In normal circumstances, this wouldn’t be a problem for government to solve, but social media has come to dominate our national conversation. Large political websites thrive or die based on changes to Facebook and Google algorithms. Everyone from cable news to newspapers to online-only publications create and tweak their content based on how they think it will play on social media. A study has also shown that Google search results can have a frighteningly large impact on elections:

Randomized, controlled experiments conducted with more than 10,000 people from 39 countries suggest that one company alone — Google LLC, which controls about 90 percent of online search in most countries — has likely been determining the outcomes of upwards of 25 percent of the national elections in the world for several years now, with increasing impact each year as Internet penetration has grown.

Keep in mind that we’re not talking about individuals or even whole industries here; we’re talking about unaccountable monopolies with detailed information about hundreds of millions of Americans, billions in cash reserves, and the capability to shape what is discussed and what is not discussed in America in a way that no book, radio show, television show or individual has ever had.

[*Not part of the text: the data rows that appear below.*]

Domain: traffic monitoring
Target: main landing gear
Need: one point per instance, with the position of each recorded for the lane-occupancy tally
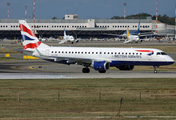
(85, 70)
(155, 71)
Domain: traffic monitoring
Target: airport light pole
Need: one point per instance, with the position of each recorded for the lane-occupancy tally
(175, 21)
(8, 4)
(124, 9)
(25, 12)
(34, 14)
(156, 15)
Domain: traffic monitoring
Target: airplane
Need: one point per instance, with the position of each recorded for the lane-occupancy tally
(133, 32)
(100, 58)
(68, 38)
(131, 38)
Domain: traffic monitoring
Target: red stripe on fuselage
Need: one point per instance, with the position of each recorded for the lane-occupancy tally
(144, 51)
(31, 45)
(25, 29)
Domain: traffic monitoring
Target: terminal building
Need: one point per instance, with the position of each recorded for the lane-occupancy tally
(82, 28)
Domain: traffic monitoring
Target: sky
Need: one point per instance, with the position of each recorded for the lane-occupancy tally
(86, 9)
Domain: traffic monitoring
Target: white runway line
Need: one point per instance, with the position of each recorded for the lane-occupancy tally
(32, 76)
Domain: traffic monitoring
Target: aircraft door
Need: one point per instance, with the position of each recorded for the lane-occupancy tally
(149, 57)
(100, 53)
(47, 52)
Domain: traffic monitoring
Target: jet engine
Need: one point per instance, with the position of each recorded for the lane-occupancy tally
(100, 65)
(126, 67)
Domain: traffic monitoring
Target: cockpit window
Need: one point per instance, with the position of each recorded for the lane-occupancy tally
(161, 53)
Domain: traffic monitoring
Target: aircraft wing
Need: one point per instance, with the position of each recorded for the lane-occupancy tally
(81, 60)
(18, 50)
(128, 41)
(62, 41)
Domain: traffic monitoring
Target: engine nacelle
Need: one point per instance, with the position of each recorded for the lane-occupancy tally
(100, 65)
(126, 67)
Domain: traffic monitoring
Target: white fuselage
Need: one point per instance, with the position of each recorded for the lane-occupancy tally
(115, 56)
(69, 38)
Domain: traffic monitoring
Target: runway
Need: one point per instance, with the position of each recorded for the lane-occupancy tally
(40, 69)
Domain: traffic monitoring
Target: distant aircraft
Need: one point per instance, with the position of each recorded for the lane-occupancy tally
(131, 38)
(134, 32)
(100, 59)
(68, 38)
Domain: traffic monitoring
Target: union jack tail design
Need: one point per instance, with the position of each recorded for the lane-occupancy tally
(30, 41)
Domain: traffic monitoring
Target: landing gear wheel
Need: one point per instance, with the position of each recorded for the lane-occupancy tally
(155, 71)
(102, 71)
(85, 70)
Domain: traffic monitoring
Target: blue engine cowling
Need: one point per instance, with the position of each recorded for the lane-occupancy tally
(126, 67)
(100, 65)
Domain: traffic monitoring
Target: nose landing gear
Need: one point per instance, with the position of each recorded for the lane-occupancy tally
(85, 70)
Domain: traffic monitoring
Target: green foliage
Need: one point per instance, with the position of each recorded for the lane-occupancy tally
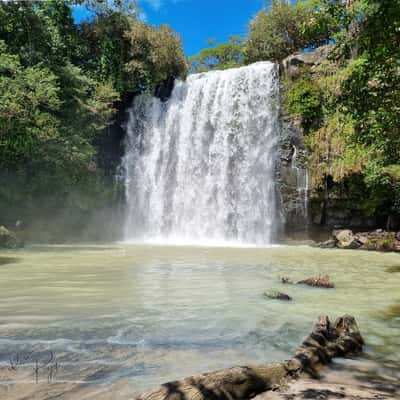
(154, 55)
(58, 86)
(223, 56)
(354, 135)
(285, 29)
(303, 99)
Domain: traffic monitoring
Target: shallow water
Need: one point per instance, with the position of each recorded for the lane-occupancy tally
(117, 320)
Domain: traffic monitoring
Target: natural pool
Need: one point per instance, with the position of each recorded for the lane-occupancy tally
(108, 322)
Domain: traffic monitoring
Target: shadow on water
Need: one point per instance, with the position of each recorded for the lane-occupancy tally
(70, 248)
(9, 260)
(393, 269)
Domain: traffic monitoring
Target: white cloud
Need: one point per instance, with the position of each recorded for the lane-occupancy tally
(157, 4)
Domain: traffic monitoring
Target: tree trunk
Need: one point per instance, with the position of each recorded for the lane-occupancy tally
(239, 383)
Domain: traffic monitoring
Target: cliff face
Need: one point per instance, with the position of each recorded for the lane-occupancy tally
(292, 176)
(302, 206)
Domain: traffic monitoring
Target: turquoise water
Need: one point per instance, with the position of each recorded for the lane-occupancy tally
(119, 319)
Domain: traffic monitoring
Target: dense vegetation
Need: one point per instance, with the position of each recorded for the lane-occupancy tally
(349, 105)
(59, 83)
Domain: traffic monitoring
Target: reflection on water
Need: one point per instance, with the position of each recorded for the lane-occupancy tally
(8, 260)
(121, 319)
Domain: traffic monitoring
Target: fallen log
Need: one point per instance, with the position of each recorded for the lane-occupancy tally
(239, 383)
(320, 281)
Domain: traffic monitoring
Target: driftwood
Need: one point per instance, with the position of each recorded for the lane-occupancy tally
(240, 383)
(277, 296)
(320, 281)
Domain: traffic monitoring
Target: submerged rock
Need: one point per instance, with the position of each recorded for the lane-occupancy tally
(320, 281)
(393, 269)
(345, 239)
(8, 239)
(277, 296)
(328, 244)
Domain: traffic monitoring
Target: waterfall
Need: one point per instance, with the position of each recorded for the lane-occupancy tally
(200, 167)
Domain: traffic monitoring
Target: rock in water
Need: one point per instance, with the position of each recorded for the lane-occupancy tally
(346, 239)
(328, 244)
(326, 341)
(277, 296)
(320, 281)
(8, 240)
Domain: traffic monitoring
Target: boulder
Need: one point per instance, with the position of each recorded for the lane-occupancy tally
(328, 244)
(8, 239)
(292, 64)
(326, 341)
(320, 281)
(345, 239)
(277, 296)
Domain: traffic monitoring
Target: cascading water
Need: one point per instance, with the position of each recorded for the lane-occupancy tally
(201, 166)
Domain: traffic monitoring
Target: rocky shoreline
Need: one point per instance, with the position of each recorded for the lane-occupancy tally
(378, 240)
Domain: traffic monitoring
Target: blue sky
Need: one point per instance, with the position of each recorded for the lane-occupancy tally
(198, 20)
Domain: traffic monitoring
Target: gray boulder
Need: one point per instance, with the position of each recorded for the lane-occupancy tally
(345, 239)
(8, 239)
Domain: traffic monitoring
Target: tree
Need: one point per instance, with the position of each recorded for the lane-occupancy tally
(154, 56)
(222, 56)
(285, 29)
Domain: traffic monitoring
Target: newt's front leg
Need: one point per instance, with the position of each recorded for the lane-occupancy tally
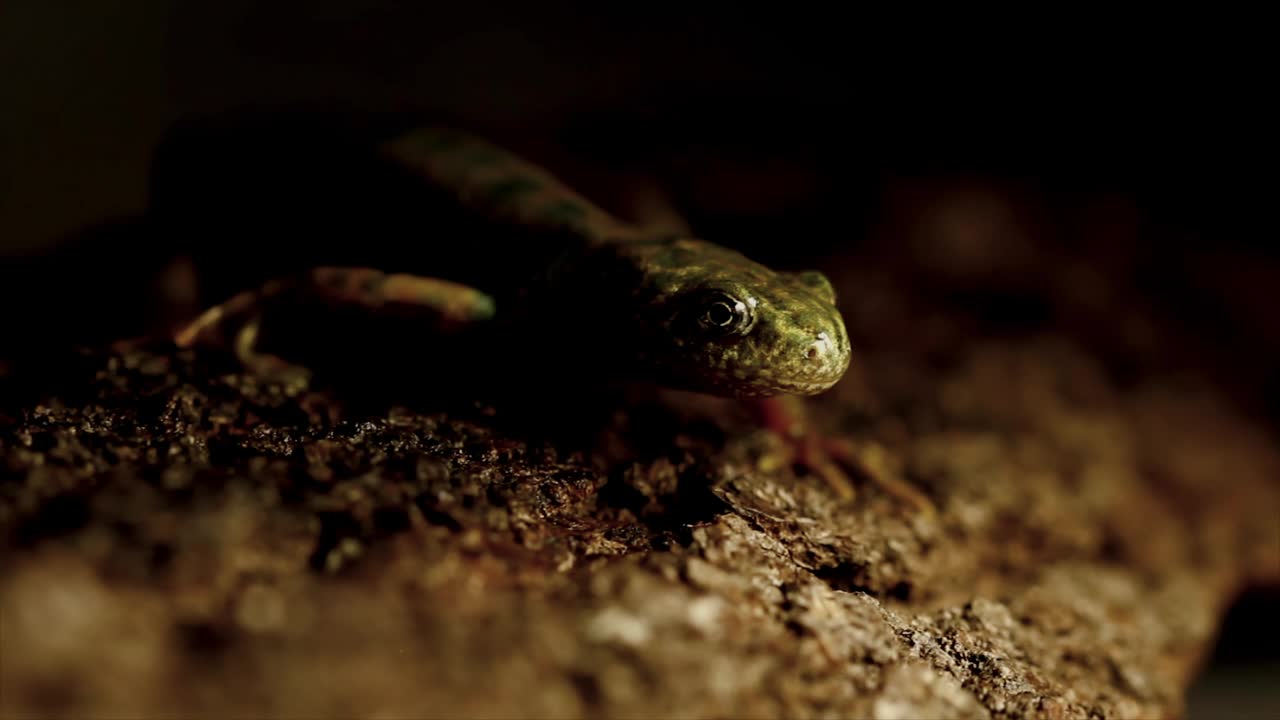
(830, 458)
(434, 304)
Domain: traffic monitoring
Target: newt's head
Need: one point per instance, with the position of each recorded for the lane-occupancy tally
(713, 320)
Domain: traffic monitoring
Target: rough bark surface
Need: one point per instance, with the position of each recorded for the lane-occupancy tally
(181, 540)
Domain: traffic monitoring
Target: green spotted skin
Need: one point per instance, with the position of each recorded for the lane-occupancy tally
(670, 309)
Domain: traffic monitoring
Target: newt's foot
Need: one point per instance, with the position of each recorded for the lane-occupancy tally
(835, 459)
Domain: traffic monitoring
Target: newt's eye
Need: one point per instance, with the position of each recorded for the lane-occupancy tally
(723, 314)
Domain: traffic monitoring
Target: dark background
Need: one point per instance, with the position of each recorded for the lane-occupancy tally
(787, 131)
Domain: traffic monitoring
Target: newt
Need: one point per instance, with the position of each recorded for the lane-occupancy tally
(653, 305)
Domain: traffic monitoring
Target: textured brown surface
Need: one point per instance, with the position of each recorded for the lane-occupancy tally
(182, 541)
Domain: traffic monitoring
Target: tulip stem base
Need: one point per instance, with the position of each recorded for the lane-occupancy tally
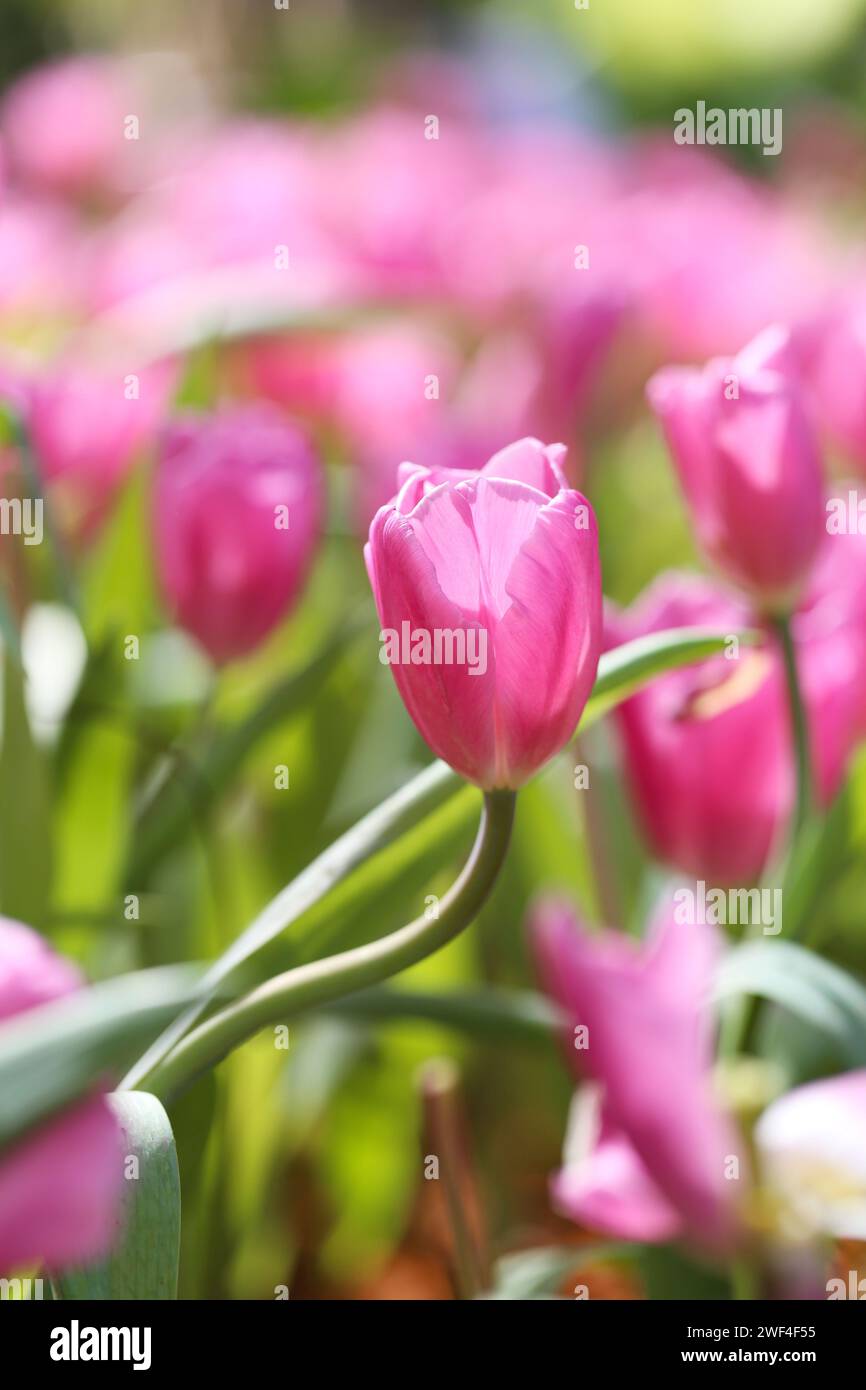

The entire article can be found here.

Not everyone agrees. You can read an opposing view here.

Earlier this year, IFI asked the question “What is the Conservatives Movement’s Answer to Google, Facebook, Twitter, and YouTube’s ‘Viewpoint Discrimination’?‘” That question is still on the table.

So many smaller groups often rely on the relatively inexpensive social media advertising options to help make more people aware that there are other arguments other than those coming from the Leftist “mainstream” media, Hollywood, and any number of other outlets.

This issue, and this challenge, isn’t going away any time soon. There is plenty of talent and resources available on the conservative side of the aisle. Eventually that talent and those dollars will have to get serious about winning the information war — with the help of Leftist social media giants or not.